Mara Village 8, completed in 2009, was the first LEED Certified building on the Fitchburg State University campus. Several factors contributed to the Silver Certified rating, including:

  • Natural and energy efficient lighting
  • Low flow fixtures in all bathrooms
  • Water efficient landscaping
  • High-efficiency heating systems
  • Low VOC-emitting materials in finishes (such as paints and carpets)

Renewable Energy

The first renewable energy installation was completed in 2011 with the addition of solar panels at the Sanders Administration and Anthony Student Service Buildings. The systems combine to produce clean power for the buildings and include a monitoring system that allows members of the campus community to view ongoing performance and energy production. 348 panels were used for a combined 89kw system, generating more than 109,000kwh annually… or enough to power 10 homes for year!

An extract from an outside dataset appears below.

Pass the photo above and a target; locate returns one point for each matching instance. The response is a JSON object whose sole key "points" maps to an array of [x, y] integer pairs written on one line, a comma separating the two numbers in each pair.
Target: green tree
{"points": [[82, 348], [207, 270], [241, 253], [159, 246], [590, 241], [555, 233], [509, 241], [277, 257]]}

In addition to the solar energy system, the University also installed a geo-thermal heating and cooling system at 155 North Street, which is home to the Exercise and Sports Science department. The system relies on a stable ground temperature, drawn into the building through water circulated through a 1000-foot deep well. The system uses equipment that can take advantage of the difference between the water and outside air temperatures. This process produces heating and cooling without the need to burn fossil fuels.

Energy Use Monitoring

Targeting State facilities, more than $10 million was invested by the State through the use of ARRA (American Recovery and Reinvestment Act) funds. This investment was intended to help facilities, including the Fitchburg State University campus, monitor energy use. The goal is to identify opportunities for conservation and improved energy efficiency. This system provides near real-time information on energy use by each building on campus to managers on the campus. The information is used to identify short-term issues with equipment performance and operation, as well as provide data necessary to prioritize efficiency projects. Completed in 2011, the system monitors electric, natural gas, and steam use in 40 buildings on campus.

Energy Efficient Lighting

Starting with a pilot project that converted 200 fixtures to LED lighting at Hammond Hall, the University is making the transition to one of the most energy efficient lighting options available. LED lights are longer lasting (up to 5 years) and more energy efficient than both incandescent and fluorescent. LED light is whiter and brighter, resulting in better visibility. Other light fixtures around campus are being converted to LED fixtures, such as the exterior wall-pack lights at Aubuchon Hall and the under-canopy lights at Sanders Administration.